How Lawyers Get Paid In Personal Injury And Social Security Disability Cases
- Posted by Bob Chapman
- Posted in Personal Injury Lawyer ArticlesSocial Security Disability Lawyer Articles
Lawyers handling personal-injury, Workers’ Compensation and the Social Security disability cases almost always work on a contingency basis. This means that they must succeed in winning the client’s case or proving the client is entitled to benefits in order to receive a fee for their services. In other words, they may devote many hours to a case and possibly not get paid for their time involvement.
In personal-injury cases (i.e. claims usually based on someone’s wrongful conduct), the lawyer receives a percentage of the settlement or judgment amount obtained for the client.
In Workers’ Compensation cases, fees are paid in one of two ways. The lawyer receives 25 percent of a settlement or of the increase in benefits obtained up to a specified limit. On denied claims, the judge or the Workers’ Compensation Board will award an attorney fee amount based on criteria such as the complexity of the case, time spent on the case, amount of benefits in question, and the risk of losing. This fee is awarded only if the lawyer succeeds in overturning a denial of benefits to the worker.
The attorney who succeeds in obtaining a reversal of a Social Security disability denial is entitled to 25 percent of the past due disability benefits, up to a maximum of $4,000. This fee structure and ceiling is set by Social Security law.
Attorney fees are for the professional services of the attorney only; and, of course, must cover all the overhead, staff salaries, etc. of the law office.
Costs are the expenses of pursuing a legal claim. The costs of a case have nothing to do with the attorney fees and are ultimately borne by the client.
If the case is successful, the costs of the case will be subtracted from the client’s recovery (that is, the settlement, judgment or benefit award). If the case is not successful, the client is still legally responsible for these expenses.
The costs include charges for medical records, paying doctors for statements and reports, and paying doctors’ fees for depositions or testifying in court. Other costs are court filing fees, charges for other expert witnesses and outside investigations, as needed, and other miscellaneous expenses.
In Workers’ Compensation cases, the insurance company pays for doctors’ records and statements; however, this does not happen in personal-injury and Social Security cases.
For a simple, uncomplicated personal-injury claim, the costs of going to court can average between $2,000 and $4,000.
In extreme cases – such as that described in the best-selling, nonfiction account A Civil Action by Jonathan Harr – proper preparation and presentation of the personal-injury (and wrongful death) case in trial may result in costs well into the hundreds of thousands of dollars.
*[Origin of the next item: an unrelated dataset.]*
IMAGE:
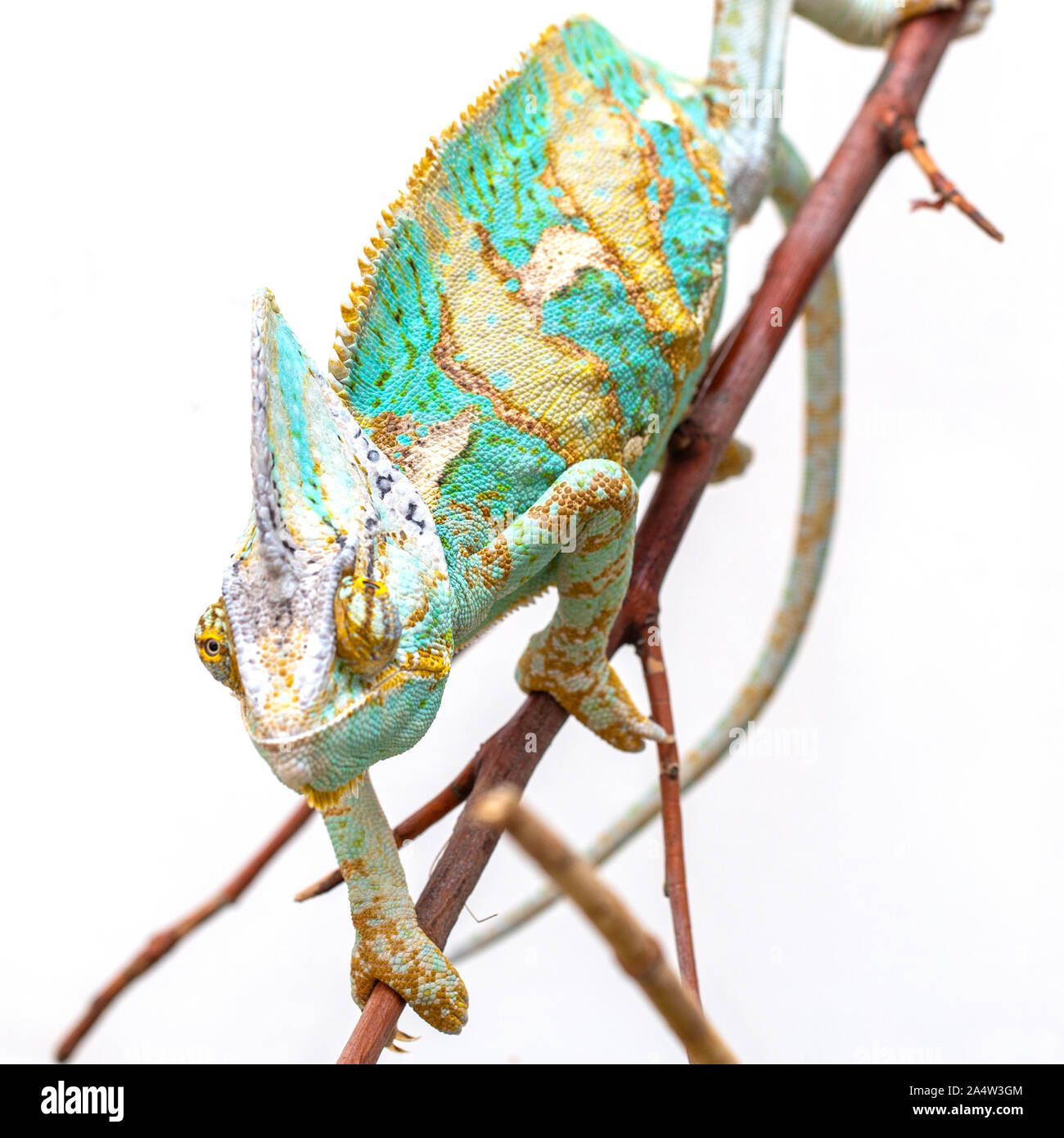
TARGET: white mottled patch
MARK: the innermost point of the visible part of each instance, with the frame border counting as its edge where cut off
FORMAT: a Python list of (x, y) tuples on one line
[(560, 254), (656, 110)]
These cases might involve product liability (e.g., Pinto gas tanks, Toyota rollovers, etc.) or other cases with huge damage claims, involving injuries to many persons.
Medical bills resulting from the incident in dispute are almost always paid for in their entirety in a successful personal-injury case. In successful Workers’ Compensation cases, medical bills are paid according to fee schedules and as provided for under the Workers’ Compensation laws. Medical bills are not paid as part of Social Security disability benefits. However, successful Social Security disability claimants qualify for Medicare, after a waiting period. Also, disabled claimants eligible for Supplemental Security income (SSI) receive Medicaid immediately.
Even where personal injury, Workers’ Compensation and disability claims are unsuccessful, “back up” health, injury or disability insurance may be available to help with medical bills.
The costs of a legal dispute – which in most cases is not the fault of the injured or disabled person, and takes him or her by surprise – are a different story. They are always borne by the patient/client. Attorney fees are always contingent upon the outcome of the claim.
This article was prepared by Robert L. Chapman.